K: I’m always worried about the disrespect for knowledge and science, and too ethnocentric thinking, as that might lead to actions that can offer quick rewards, but in the long run might turn out to be really dangerous for future generations and wildlife. I think stricter legislation might be the only way to go forwards, as most people, myself included, might not be able to do enough if it is not forced upon us. It’s human nature to guard our benefits. Arnold Schwarzenegger said it very well; (paraphrasing) It doesn’t matter if you do or do not believe in issues like climate change, but think of it this way; it has no big consequences or costs for the world if you take precautions. The alternative, or lack of action, can lead to either something terrible, or nothing might happen at all. Since we don’t really know, I’d rather be on the safe side.
A: Kim sums up a lot about what I’m thinking too. Combine that stuff with an increasing lack of privacy, the table is stacked for some nasty, Orwell-style, totalitarian regimes. That scares me the most.

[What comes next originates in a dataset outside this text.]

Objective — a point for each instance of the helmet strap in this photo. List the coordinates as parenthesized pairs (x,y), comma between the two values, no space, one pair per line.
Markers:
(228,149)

Oh, and human beings not realizing we need to cut down on the emission of greenhouse gases before it’s too late. If we do not watch these things, they may have seriously scary effects. These are actually themes we touch upon in the lyrics of "Recurrence", especially "Extinction", "Immaterial Failure" and "The Long Goodbye". And, in the end, the philosopher in me asks: "If everything should go to hell, what does that really entail? What would it really matter?" I’m not saying nothing matters, but I’m really wanting to ask: what does the end of the world as we know it really mean?
P: Hear, hear…
What’s in store for the immediate future of Vicinity? Any plans for another video? Touring? Or are you already hard at work on the next album?
K: Apart from our continuous writing of new material we are mostly working on promoting "Recurrence" and preparing for a few gigs for the upcoming autumn.
P: Keeping the door open for opportunities though!!